Early on the chief gave him a long menu of “dishes” of torture, to choose
what to be served if he disobeyed an order. Among them were “Sichuan-style
smoked duck” (the enforcer burns the inmate’s pubic hair and penis tip);
“noodles in a clear broth” (the inmate eats a soup of toilet paper and
urine); and “naked sculpture” (the inmate stands naked and strikes
different poses ordered by the chief).

Mr. Liao’s most terrible prison memory was not of torture, deprivation or
even watching fellow inmates sent for execution. It was of a failed
suicide attempt. Handcuffed, bound with ropes and subjected to electric
shocks, he decided to kill himself. He hurled his body forward, hitting
his head into a wall.

“All the prisoners accused me of faking it, of being a good actor,” he
said during the interview. “Nobody believed I wanted to die. I was angry —
terribly, terribly angry. Nobody cared.”

Along the way Mr. Liao learned survival skills. A fellow prisoner taught
him to stand on his head as a form of exercise and relaxation. Another, a
Buddhist monk in his 80s, taught him to play the xiao, an ancient,
flutelike instrument. Another made writing pens from bits of bamboo and
wood. Another, a Bible-reading inmate, looked out for him and gave him
wisdom.

Even now, he experiences a recurring nightmare. “I am flying and I see
people on the ground with guns and knives running after me,” he said. “But
I am a bird without legs, and when I can’t fly anymore, I fall to the
ground. The people come nearer and nearer, and as soon as they are about
to attack, I wake up filled with terror.”

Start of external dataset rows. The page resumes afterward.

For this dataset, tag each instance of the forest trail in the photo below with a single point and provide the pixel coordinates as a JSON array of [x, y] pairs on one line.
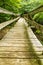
[[15, 47], [2, 10]]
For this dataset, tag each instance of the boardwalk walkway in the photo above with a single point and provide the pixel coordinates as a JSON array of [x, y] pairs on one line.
[[15, 47]]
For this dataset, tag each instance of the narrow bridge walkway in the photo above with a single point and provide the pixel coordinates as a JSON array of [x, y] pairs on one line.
[[15, 47]]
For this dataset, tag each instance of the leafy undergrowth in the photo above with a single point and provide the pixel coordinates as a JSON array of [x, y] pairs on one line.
[[5, 17], [6, 29], [39, 35]]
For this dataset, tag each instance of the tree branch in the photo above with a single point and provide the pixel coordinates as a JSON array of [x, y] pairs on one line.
[[37, 10]]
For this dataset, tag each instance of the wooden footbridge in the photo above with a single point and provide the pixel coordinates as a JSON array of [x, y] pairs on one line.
[[20, 46]]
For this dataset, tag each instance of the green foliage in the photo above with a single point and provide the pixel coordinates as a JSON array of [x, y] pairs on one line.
[[5, 17], [38, 31], [39, 18]]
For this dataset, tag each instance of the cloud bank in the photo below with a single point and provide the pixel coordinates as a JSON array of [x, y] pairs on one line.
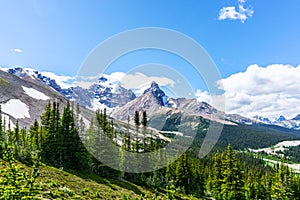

For Mr. Liao, the awarding of the 2012 Nobel Prize in Literature to Mo Yan
was a travesty. “Imagine you’ve had a massacre perpetrated by the
Communist Party in your country, and someone gives a prize to a state
poet,” he said. “Have you seen anything so shocking?”

He sees his mission as a storyteller of human suffering, not as a reformer
striving for change in what he calls the “foul pigsty” that is China. “I
have no interest in what China will become,” he said. “My suggestion would
be that China crumbles into dozens of little countries so that it would no
longer be the terrible menace it is now.”

For now Mr. Liao, best known in the West for a collection of stories about
China’s downtrodden called “The Corpse Walker,”
<http://www.nytimes.com/2008/09/07/books/review/Meyer-t.html> is enjoying
his international celebrity. “For a Song and a Hundred Songs” won the
German Book Trade’s Peace Prize last fall. During a recent visit to Paris
he gave 30 interviews to journalists, and sang and played a Tibetan
singing bowl at the Palais de Tokyo.

He is also at work on his next book, a history of his extended family. He
writes in long spurts at night in a modest garden apartment he owns in the
comfortable Westend neighborhood of Berlin. It is furnished with a bed, a
table, a cooking pot and a teakettle.

He confesses that he took German lessons for three months but has given
them up and that he spends much of his spare time socializing with other
Chinese exiles.

He keeps in touch with his mother and others in China through Skype.
Divorced from his Chinese wife, he has spent less than two months with his
daughter, now in her 20s.

“That’s a very sad part of my life,” he said. “What can I do? Our feelings
have been completely destroyed.”

He paused, then asked, “Do you think I’m lonely?”